Maki Tall

Personal information
- Full name: Maki Madani Tall
- Date of birth: October 30, 1995 (age 30)
- Place of birth: Washington, D.C., United States
- Height: 1.73 m (5 ft 8 in)
- Position: Forward

Team information
- Current team: Barœul
- Number: 9

Youth career
- 2004–2008: Génération Foot
- 2008–2009: Club La Pépinière
- 2009–2013: Le Mans
- 2013–2014: Lille

Senior career*
- Years: Team / Apps / (Gls)
- 2014–2015: Lille B / 14 / (0)
- 2015: → Red Star (loan) / 2 / (0)
- 2015–2016: Sion II / 3 / (0)
- 2016–2018: Tours B / 23 / (13)
- 2016–2018: Tours / 19 / (2)
- 2018–2020: Ajaccio / 0 / (0)
- 2019–2020: Ajaccio B / 9 / (3)
- 2020–2022: Francs Borains / 8 / (0)
- 2022–2023: KVC Winkel Sport / 31 / (6)
- 2023–: Barœul / 4 / (4)

International career
- 2013: France U18 / 5 / (2)
- 2013: France U19 / 3 / (0)
- 2014: Ivory Coast U20 / 1 / (1)
- 2015: United States U20 / 3 / (3)
- 2015: United States U23 / 2 / (0)

= Maki Tall =

American soccer player (born 1995)

Maki Madani Tall (born October 30, 1995) is an American professional soccer player who plays as a forward who plays for Barœul.

Born in the United States, Tall is of Ivorian descent. He has represented France, the Ivory Coast, and the United States at youth international level.

==Club career==
Tall first joined Génération Foot in 2004, when he and his family were living in Senegal.
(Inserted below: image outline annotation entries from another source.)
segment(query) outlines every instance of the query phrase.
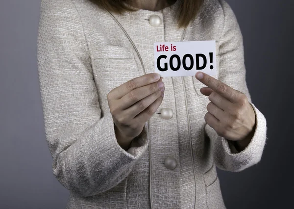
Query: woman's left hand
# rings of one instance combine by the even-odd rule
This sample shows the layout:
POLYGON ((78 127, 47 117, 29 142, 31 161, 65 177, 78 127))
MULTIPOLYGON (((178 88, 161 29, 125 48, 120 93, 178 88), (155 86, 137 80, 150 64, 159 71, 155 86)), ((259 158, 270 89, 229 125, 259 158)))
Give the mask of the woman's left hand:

Four years later, he moved to Ivory Coast and joined local Abidjan-based side Club La Pépinière. It was during this time in Ivory Coast that he began trialing with a number of French clubs. He eventually joined Le Mans as an under-15, and excelled at youth level, finishing numerous youth seasons as his side's top scorer.

He signed a professional contract with Lille in 2013, amid rumours that Le Mans were going to go bankrupt. In 2015 he was loaned to Championnat National side Red Star on a six-month loan, but only managed 2 appearances, totaling 15 minutes, before returning to Lille.
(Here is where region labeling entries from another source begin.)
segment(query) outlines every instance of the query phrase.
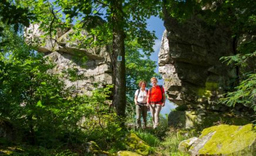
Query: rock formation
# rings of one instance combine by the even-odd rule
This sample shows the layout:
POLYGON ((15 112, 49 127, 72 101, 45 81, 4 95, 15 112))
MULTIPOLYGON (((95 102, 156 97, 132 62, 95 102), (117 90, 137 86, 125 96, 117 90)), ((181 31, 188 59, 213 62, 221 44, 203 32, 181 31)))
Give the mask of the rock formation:
MULTIPOLYGON (((75 33, 72 28, 58 29, 52 39, 45 38, 45 33, 37 25, 31 25, 25 30, 26 41, 36 47, 38 51, 49 56, 56 64, 53 72, 60 73, 68 69, 73 70, 83 78, 73 82, 65 79, 67 87, 76 86, 80 93, 90 94, 93 84, 112 84, 112 71, 107 46, 90 47, 80 46, 82 41, 72 40, 70 35, 75 33), (84 61, 86 60, 86 61, 84 61)), ((85 36, 86 31, 82 32, 85 36)))
POLYGON ((178 149, 191 155, 254 155, 255 141, 252 124, 221 124, 204 129, 198 138, 183 141, 178 149))

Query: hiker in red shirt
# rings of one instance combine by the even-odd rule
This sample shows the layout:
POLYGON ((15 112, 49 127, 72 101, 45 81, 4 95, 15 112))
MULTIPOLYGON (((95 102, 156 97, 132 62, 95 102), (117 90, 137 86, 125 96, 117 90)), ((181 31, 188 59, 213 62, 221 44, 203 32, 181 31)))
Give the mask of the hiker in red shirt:
POLYGON ((154 129, 159 124, 159 113, 161 108, 164 106, 166 95, 163 87, 157 85, 156 78, 151 78, 150 81, 153 86, 147 93, 147 105, 150 108, 154 129))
Tall joined Swiss side FC Sion in July 2015 from Lille. However, he only featured for the club's 'B' team, before being released a year later in July 2016.

Preceding his release from Sion, he returned to France to join Tours, where he spent a highly successful 2016–17 season with the club's 'B' team, scoring 10 times in 18 appearances. He was given his first team professional debut on the last day of the season, replacing Cheick Fantamady Diarra after 54 minutes against AC Ajaccio. Despite his team losing the game 3–2, Tall was credited for a good performance, which he capped by scoring a debut goal.
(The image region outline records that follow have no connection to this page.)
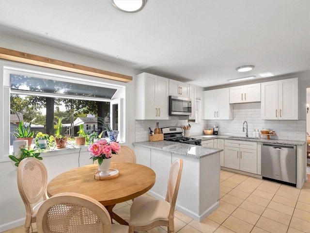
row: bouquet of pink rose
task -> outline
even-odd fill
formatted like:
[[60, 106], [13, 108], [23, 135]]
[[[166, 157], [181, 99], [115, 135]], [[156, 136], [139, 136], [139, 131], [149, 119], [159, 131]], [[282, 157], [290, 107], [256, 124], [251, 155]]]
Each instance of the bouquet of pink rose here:
[[98, 163], [101, 165], [103, 159], [111, 158], [112, 154], [118, 154], [120, 149], [117, 142], [108, 142], [106, 139], [100, 139], [88, 147], [87, 150], [92, 155], [90, 159], [93, 159], [93, 162], [98, 160]]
In September 2018, he joined AC Ajaccio on a free transfer.

On July 24, 2020, Tall signed with Belgian National Division 1 side Francs Borains. In January 2022 his contract was terminated by mutual consent.

On January 31, 2022, Tall signed with Sint-Eloois-Winkel Sport. He scored his first goal for Winkel Sport against RFC Liége on March 6, 2022.

On July 14, 2023, Tall signed with Olympique Marcq-en-Barœul of the Championnat National 2, the fourth level of the French football pyramid.

==International career==
Tall is eligible to represent Ivory Coast, France and the United States, and has featured for all three at youth level. He played five games for the France under-18 side and three for the under-19s, totaling 2 goals. He was called up to the Ivory Coast under-20 side for a training camp in December 2014, and scored in a friendly against Senegal.

He marked his debut for the United States under-20 side with a goal in a 2–1 away friendly loss to England U20 in March 2015. He represented the United States at the 2015 FIFA U-20 World Cup, scoring against Myanmar before injury forced him to miss the remainder of the tournament.

He has also represented the United States at under-23 level, featuring in two qualifying games for the 2016 Summer Olympics against Cuba and Panama.